I often wish I had become an etymologist by trade. I probably could have had a fun-filled career. After all, one of those things I most enjoy doing is wondering where certain words and terms came from.
It's not just that I spend hours pondering what possessed the first woman to point to a bunch of leather straps and say "sandal" (come on, you know men wouldn't bother to come up with a separate name for each of the different types of footgear), but I do wonder how we got from a logge of a felled tree to a log entry in a ship's record to a thread of comments on a blog.
Many many generations back (many, many, many, many moons -- enough with the moons, already!), a ship's log was a stump on a knotted rope, tossed over the stern to see how fast she was sailing. How far back is that block of wood? Hmm, we're cruising at five whopping knots, this morning! If this keeps up, we should be in Capri by...
But then the log comes in and below decks, to the cap'n's quarters.
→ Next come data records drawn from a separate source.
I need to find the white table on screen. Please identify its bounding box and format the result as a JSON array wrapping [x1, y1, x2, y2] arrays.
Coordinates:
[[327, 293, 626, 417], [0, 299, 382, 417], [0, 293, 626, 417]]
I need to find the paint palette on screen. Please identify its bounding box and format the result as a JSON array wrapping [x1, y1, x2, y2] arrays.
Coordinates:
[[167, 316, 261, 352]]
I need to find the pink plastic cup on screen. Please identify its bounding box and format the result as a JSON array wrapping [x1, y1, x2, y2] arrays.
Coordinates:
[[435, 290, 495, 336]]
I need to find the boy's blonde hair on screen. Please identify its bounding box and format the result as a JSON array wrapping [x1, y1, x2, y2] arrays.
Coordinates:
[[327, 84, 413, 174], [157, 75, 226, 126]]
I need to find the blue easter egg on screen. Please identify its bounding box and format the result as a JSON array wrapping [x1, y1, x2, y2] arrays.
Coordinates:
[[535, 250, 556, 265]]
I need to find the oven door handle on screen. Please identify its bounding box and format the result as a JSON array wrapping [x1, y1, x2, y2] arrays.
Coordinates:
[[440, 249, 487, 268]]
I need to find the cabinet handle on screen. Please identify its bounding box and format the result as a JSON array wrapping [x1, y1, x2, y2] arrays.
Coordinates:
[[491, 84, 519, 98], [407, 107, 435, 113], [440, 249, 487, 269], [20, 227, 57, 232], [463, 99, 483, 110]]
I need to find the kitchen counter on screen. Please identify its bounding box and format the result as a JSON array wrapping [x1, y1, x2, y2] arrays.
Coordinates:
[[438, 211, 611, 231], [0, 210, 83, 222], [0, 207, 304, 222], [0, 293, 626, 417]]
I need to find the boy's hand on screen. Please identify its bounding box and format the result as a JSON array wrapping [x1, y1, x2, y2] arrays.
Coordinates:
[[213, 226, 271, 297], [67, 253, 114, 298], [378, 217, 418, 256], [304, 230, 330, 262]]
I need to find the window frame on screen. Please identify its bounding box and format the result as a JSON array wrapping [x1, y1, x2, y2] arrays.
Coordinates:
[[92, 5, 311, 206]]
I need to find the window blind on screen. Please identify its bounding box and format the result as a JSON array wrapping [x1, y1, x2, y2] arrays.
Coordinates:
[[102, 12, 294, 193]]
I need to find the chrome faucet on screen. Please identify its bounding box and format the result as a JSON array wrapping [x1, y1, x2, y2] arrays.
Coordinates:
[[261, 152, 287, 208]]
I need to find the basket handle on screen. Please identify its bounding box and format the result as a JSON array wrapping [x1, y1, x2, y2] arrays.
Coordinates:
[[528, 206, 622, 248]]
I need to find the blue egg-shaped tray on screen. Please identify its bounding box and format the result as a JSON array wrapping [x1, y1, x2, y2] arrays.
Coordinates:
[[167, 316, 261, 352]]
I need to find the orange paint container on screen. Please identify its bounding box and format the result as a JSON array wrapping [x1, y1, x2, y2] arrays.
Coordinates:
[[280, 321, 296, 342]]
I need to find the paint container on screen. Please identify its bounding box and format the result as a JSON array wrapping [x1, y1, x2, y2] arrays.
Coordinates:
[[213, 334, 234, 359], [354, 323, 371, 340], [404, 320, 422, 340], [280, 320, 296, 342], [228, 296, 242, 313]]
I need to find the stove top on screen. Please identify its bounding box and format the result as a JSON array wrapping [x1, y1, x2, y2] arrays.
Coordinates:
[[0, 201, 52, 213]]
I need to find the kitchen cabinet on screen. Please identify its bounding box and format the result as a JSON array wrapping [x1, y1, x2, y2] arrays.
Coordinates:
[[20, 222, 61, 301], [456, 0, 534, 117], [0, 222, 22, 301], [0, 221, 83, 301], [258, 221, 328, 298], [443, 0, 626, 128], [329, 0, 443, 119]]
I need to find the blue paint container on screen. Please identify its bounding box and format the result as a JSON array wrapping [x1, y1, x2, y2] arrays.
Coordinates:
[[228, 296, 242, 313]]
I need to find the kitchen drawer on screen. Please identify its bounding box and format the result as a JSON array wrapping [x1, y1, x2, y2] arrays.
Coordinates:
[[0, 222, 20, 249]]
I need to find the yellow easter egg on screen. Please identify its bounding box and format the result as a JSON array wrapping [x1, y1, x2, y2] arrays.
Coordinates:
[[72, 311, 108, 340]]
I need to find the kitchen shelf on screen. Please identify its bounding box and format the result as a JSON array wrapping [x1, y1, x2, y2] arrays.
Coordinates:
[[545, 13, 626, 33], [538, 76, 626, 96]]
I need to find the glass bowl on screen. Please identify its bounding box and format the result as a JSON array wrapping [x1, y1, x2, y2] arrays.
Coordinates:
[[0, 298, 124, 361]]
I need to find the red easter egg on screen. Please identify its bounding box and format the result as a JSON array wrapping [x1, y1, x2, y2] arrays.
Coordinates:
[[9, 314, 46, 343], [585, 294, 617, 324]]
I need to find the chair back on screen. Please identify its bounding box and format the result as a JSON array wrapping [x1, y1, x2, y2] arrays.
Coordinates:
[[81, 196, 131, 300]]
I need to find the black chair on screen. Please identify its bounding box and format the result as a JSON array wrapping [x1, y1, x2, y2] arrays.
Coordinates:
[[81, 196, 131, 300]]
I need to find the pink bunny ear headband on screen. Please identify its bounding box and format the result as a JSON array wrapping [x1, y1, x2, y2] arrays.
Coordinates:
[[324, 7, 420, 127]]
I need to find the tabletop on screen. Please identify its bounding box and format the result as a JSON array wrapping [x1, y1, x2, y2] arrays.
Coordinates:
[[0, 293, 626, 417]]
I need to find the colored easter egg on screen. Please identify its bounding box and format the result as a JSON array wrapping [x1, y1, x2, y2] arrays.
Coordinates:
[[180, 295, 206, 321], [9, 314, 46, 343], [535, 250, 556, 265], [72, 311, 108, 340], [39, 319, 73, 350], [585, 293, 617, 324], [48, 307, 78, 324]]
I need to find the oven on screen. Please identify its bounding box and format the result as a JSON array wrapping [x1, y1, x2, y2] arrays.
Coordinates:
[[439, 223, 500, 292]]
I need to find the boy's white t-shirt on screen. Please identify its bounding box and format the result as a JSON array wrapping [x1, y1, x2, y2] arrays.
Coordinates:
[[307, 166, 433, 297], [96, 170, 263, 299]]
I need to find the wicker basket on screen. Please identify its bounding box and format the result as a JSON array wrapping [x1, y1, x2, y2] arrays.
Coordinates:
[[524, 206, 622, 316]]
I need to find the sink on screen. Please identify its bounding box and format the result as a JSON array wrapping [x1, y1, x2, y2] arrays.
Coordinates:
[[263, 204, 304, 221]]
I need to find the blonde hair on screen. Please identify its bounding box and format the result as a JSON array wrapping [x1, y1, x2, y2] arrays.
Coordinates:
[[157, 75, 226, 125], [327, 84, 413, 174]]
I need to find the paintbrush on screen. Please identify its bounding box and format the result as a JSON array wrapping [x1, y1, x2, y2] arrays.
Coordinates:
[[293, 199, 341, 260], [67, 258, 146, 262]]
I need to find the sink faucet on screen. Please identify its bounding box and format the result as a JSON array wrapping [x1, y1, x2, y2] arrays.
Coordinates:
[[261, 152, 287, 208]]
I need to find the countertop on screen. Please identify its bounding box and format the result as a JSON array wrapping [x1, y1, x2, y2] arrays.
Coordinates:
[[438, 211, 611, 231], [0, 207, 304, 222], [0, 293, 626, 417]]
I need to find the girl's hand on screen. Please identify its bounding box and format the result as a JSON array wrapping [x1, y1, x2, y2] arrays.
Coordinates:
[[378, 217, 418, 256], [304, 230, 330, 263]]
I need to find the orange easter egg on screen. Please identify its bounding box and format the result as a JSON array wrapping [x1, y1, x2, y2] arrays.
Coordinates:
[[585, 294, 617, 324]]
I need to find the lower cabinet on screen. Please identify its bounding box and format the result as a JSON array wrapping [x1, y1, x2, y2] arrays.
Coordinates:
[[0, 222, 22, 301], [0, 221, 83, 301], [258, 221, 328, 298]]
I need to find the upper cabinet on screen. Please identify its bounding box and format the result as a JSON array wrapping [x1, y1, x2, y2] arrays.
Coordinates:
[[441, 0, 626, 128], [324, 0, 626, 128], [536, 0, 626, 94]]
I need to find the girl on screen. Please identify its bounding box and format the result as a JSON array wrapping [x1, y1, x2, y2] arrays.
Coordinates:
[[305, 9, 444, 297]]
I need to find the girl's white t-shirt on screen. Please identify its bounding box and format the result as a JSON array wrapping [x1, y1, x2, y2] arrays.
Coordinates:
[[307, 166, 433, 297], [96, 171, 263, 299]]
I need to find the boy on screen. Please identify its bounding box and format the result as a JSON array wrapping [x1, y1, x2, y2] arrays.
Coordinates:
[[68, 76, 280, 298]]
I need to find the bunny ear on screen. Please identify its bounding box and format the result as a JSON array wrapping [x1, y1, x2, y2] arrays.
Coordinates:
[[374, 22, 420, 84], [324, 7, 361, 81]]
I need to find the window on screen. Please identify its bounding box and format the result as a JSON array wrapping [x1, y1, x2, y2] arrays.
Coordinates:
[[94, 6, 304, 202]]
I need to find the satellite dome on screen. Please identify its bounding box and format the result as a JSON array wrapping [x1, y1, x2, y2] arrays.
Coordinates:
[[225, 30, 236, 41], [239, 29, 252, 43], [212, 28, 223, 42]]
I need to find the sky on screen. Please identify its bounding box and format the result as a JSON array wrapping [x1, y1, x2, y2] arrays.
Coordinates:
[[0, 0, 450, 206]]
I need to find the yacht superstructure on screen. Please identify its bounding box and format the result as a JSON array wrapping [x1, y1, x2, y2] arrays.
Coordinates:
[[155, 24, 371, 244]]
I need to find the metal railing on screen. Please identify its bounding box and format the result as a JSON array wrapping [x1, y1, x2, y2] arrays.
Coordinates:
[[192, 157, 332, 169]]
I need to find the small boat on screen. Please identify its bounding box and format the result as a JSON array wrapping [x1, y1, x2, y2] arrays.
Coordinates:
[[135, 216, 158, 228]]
How he persuaded the crew to carry that thing down the hatch is beyond me, but there it is on his table, alongside charts and that sextant and compass. And it's become a book, where he scribbles his record of the day's events, as well as the plans for this cruise, and whatever else he needs to keep track of.
Or did it become a log before the stump? Did the ship's log come from logos? It is, after all, the word of the captain.
Does our blogging owe its name to the Greeks, or to the Angles? And, then, how does said "blog" translate into a Latin verb (see comments by Archonix and Baron Bodissey)?